Kültür Sanat Edebiyat Şiir

aşka dair sizce ne demek, aşka dair size neyi çağrıştırıyor?

aşka dair terimi Bilhan Erden tarafından tarihinde eklendi

  • Handan Ocak
    Handan Ocak

    benligimize hakim olan en güçlü duygu menfaat. bu güçlü hissin altında ezilmeyecek his, duygu, düşünce yoktur zannimca.

    akif konuyu özetlemiş:

    ‘’aldanma insanların samimiyetine, menfaatleri için gelirler vecde, vaad etmeseydi allah cenneti o’na bile etmezlerdi secde.’’
    aşkına, ilgisine, sevgisine diye kelime değişikliği yaparak tekrar okuyabiliriz de.

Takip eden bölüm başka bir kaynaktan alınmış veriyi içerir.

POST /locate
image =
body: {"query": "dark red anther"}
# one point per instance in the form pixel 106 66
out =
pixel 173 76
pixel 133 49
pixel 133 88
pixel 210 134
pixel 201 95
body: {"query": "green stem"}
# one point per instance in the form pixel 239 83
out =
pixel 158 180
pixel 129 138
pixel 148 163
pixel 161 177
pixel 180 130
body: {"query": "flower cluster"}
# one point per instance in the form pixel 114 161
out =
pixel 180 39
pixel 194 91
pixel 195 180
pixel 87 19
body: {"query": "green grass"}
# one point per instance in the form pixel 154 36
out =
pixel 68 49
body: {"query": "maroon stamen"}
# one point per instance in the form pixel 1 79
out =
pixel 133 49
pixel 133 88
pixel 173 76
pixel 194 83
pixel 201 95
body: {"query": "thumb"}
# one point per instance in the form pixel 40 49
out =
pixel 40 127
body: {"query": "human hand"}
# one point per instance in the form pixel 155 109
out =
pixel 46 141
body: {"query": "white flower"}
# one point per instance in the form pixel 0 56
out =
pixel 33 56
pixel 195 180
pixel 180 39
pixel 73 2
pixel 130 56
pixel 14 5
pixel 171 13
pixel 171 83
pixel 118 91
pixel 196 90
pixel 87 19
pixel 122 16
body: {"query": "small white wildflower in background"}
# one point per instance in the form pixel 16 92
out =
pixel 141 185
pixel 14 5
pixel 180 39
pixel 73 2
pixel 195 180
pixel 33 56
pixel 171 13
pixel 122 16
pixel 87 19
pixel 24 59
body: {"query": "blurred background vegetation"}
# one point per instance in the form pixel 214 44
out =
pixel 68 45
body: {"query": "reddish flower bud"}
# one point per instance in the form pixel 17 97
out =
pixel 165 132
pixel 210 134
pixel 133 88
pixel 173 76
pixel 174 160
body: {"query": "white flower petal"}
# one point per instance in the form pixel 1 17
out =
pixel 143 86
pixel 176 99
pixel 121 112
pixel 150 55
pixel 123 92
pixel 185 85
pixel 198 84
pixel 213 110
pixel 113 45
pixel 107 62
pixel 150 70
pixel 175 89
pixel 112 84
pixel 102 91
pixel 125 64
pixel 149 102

    ‘’aldanma insanların aşkına, menfaatleri için gelirler meşke, vaad etmeseydi allah cenneti o’na bile etmezlerdi secde.’’
    tüm insani ilişkiler menfaat üzerine imiş diye düşünürken, fuzuli'nin:
    aşk imiş her ne var âlemde
    ilm bir kıyl u kâl imiş ancak
    sözlerini

    menfaat imiş her ne var âlemde
    aşk bir kıyl u kâl imiş ancak diye okudum :)

  • Reh Nûma
    Reh Nûma

    Cibran , aşka dair ;

    "Hem besler, büyütür
    hem de budar sizi.."

    der..

  • Chiron–
    Chiron–

    aşk nasib işidir evet.. amaa çokça da bilinçli bir seçimdir diye düşünüyorum..
    ya da aşkın gözü kördür türü yaklaşımlar pek anlamlı gelmiyor bana.
    balığın, kuşun gagasında gökyüzüne çıkması ve çöle düşmesi aşkla mı ilgilidir, yoksa kuşun fıtratı gereği balığı yakalaması mıdır, işte orası bir muamma.. :)
    lakin mecnunun, leyla için çöllere düşmesi kesinlikle o’nun tercihidir. :)

  • Osman Aslan
    Osman Aslan

    “Aşk, sevgilinin bizim zayıflıklarımızı ve dengesizliklerimizi düzeltmeyi vaat eden özelliklerine duyulan hayranlık demektir. Bir tamamlanma arayışıdır.” Alain de Botton

  • Çalıntı Zamanlar
    Çalıntı Zamanlar

    boşversene biz aşık olmayalım birbirimize.
    konsere gidelim biz, maça gidip küfür edelim..
    uçurtma uçuralım ya da, kumsalda uzanıp deli gibi içelim.
    gecede yıldızlara bakalım mesela..

    bisikletle gezerken yağmur yağsın, sırılsıklam olalım..
    benimle kek yap, balık tutalım sonra tekrar denize atalım.
    boşver aşık olmayalım biz..
    aşk korkutucu!
    beraber eğlenelim en iyisi,
    ama hep benimle uyu...

  • Sultan Şeker
    Sultan Şeker

    kokusu burnunuzdan
    sureti gözünüzden sesi kulağınızdan
    teni aklınızdan silinmiyorsa bir türlü...
    özlemi
    sol memenizin altında tek nüsha bir yasak yayın gibi taşıyorsanız gün boyu...
    hem kimseler duymasın hem cümlealem bilsin istiyorsanız...
    can dündar

  • Mähi Nûr
    Mähi Nûr

    İnsanı Allah'a ulaştıracak yollar sayılmayacak kadar çoktur.. tasavvuf ve hakikat ilimleri, o yollarda yolcuların zâdı, zahîresi, ışığı, rehberi; tasavvuf kışlaları da, bekleme salonları, sonsuza açılma limanları ve bu uzun yolculukla alâkalı tâlim ve terbiyeyi derpiş eden mekteplerdir.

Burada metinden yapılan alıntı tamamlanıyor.